Faiz indirimlerinin ilk aşamada piyasalarda büyük bir tepki çekmediğini belirten Eğilmez, ancak süreç içinde dövize olan talebin hızla arttığını ve dolarizasyon oranının yükseldiğini vurguladı. Bu artış, üretim maliyetlerini ve dolayısıyla enflasyonu da yukarı taşıdı.
Kur Korumalı Mevduatın Etkisi Ne?
Mahfi Eğilmez’e göre Kurun kontrol altına alınması için devreye sokulan Kur Korumalı Mevduat (KKM) sistemi, kısa vadeli bir rahatlama sağlasa da, kamu bütçesi üzerinde büyük bir yük oluşturdu. 2023’te ekonomi yönetiminin değişmesiyle birlikte Merkez Bankası, politika faizini yüzde 50 seviyesine yükseltirken KKM’den çıkış sürecini de başlattı.
Bu hamleler, yabancı yatırımcıları yüksek faiz avantajıyla Türkiye’ye çekerken, yerli yatırımcıların da döviz bozdurarak TL mevduata yönelmesini sağladı.
Bu süreçte piyasaya giren döviz miktarı arttığı için kurda aşağı yönlü baskı oluştu. Ancak Merkez Bankası, ihracatçıları korumak adına döviz alımları yaparak kurun fazla düşmesini önlemeye çalıştı.
Kur Neden Hareketsiz Görünüyor?
Dolar/TL’nin görece sabit kalması, faizin yüksek, kurun ise kontrollü bir seviyede tutulmasıyla açıklanıyor. Eğilmez, mevcut durumda 100 bin dolar bozdurup TL mevduata yatıran bir yatırımcının, bir yıl sonunda faiz getirisi sayesinde dövizini artırabildiğini belirtiyor.

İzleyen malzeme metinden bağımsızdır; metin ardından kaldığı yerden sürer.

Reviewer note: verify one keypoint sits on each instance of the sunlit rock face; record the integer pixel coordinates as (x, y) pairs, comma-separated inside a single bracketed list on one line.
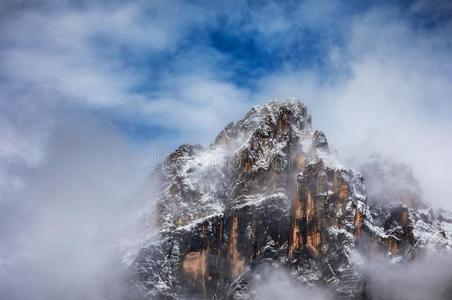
[(269, 193)]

Bu tablo, faiz-enflasyon dengesine rağmen kurun yatay seyretmesine neden olan temel mekanizmalardan biri olarak öne çıktı. Ancak bu durum sürdürülebilir mi? Eğilmez’in analizine göre, gelecekteki gelişmeler ekonomi yönetiminin adımlarına ve küresel ekonomik dinamiklere bağlı olacak.